Rabbi Signer earned his bachelor’s degree in Hebrew literature from the University of California at Los Angeles in 1966, then a master’s in Rabbinic literature and Jewish history from the Hebrew Union College-Jewish Institute of Religion in Cincinnati in 1970, where he also was ordained a rabbi the same year.

He received his doctorate in medieval studies from the University of Toronto’s Center for Medieval Studies in 1978, and earned a doctorate of divinity from Hebrew Union College-Jewish Institute of Religion in 1996.

Before joining the faculty at Notre Dame in 1992, Rabbi Signer was a professor of Jewish history from 1974 to 1991 at Hebrew Union College-Jewish Institute of Religion in Los Angeles, where he taught courses in Jewish history, Jewish liturgy and Jewish biblical commentaries, Mr. Garvey said.

He participated in the priest-rabbi dialogue in Los Angeles and was one of the founders of the St. John’s Seminary-Hebrew Union College academic exchange, Garvey said.

Rabbi Signer taught Bible courses at St. John’s Seminary, where priests for the Archdiocese of Los Angeles are trained, and organized a series of retreats for seminary faculty from Jewish, Catholic and Protestant institutions in California, Garvey said.

As a visiting scholar, he taught at the Institut Kirche und Judentum at Alexander von Humboldt University in Berlin and at the Catholic theology faculty at the University of Augsburg, Germany, as well as at the Cardinal Bea Institute for Jewish Studies at the Pontifical Gregorian University in Rome, Garvey said.
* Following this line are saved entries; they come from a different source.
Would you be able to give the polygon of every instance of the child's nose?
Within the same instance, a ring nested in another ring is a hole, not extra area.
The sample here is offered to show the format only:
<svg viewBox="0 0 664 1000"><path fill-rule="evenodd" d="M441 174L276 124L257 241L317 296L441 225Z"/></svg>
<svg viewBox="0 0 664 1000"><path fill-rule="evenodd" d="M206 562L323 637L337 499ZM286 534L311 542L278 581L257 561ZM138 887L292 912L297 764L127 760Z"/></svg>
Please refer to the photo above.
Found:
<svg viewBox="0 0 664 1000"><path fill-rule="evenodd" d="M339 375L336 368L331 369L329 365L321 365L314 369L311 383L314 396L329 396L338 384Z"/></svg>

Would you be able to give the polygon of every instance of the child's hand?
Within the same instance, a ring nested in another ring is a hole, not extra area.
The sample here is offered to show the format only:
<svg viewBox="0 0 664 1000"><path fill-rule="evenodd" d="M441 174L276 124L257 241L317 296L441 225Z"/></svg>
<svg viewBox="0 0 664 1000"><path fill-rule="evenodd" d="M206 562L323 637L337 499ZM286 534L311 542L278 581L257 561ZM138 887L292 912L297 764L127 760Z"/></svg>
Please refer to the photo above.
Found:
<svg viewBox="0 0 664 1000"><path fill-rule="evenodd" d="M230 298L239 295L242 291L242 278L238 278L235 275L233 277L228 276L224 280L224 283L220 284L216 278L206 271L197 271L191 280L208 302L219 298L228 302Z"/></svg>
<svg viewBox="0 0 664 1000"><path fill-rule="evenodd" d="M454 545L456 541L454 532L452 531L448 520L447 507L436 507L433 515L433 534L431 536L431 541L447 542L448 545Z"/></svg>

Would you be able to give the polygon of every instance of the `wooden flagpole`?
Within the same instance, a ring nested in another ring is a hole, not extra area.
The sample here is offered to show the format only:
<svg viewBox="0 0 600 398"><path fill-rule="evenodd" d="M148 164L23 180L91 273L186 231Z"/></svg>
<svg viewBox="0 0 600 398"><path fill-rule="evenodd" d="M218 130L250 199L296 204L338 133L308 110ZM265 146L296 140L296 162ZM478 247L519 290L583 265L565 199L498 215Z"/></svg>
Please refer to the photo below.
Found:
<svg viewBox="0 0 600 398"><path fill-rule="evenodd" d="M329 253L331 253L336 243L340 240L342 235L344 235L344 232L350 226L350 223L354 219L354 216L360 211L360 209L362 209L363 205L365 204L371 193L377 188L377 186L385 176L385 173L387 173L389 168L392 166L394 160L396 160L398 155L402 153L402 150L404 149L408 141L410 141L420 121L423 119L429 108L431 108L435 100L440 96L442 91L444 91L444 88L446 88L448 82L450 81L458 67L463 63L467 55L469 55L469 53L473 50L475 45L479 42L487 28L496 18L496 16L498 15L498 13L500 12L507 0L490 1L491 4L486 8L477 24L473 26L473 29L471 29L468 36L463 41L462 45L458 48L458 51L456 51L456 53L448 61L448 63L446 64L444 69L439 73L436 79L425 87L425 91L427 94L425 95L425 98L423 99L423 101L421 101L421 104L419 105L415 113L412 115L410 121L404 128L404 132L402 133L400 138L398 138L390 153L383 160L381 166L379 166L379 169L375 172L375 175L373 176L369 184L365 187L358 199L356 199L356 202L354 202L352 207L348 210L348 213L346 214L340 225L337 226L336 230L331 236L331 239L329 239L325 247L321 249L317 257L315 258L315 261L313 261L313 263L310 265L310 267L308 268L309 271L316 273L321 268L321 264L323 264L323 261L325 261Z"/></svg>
In Poland he was the American Jewish Committee scholar at Catholic institutions of higher education in Warsaw, Lublin, Wroclaw and Poznan; he also organized international seminars at the Center for Dialogue and Prayer in Auschwitz and the Pontifical Academy of Theology in Krakow. In 2005 he was designated a “person of reconciliation” by the Polish Council of Christians and Jews, Garvey said.

In a Jan. 12 letter to Rabbi Signer’s widow, Betty, Cardinal William H. Keeler, retired archbishop of Baltimore and moderator of Catholic-Jewish relations for the USCCB, expressed his gratitude for the scholar’s contributions to Catholic-Jewish dialogue.

“In particular, I am grateful for his many years of involvement in local and national forums, where he spoke with eloquence and courage about the formative periods in the history of Jewish-Christian relations, and about the Shoah and the need for reconciliation between Jews and Christians,” Cardinal Keeler said.

“In many instances, Michael’s voice gave us as Catholics a critical reflection on the long-standing conflicts between our communities, but equally the hope for a brighter future in friendship,” he added.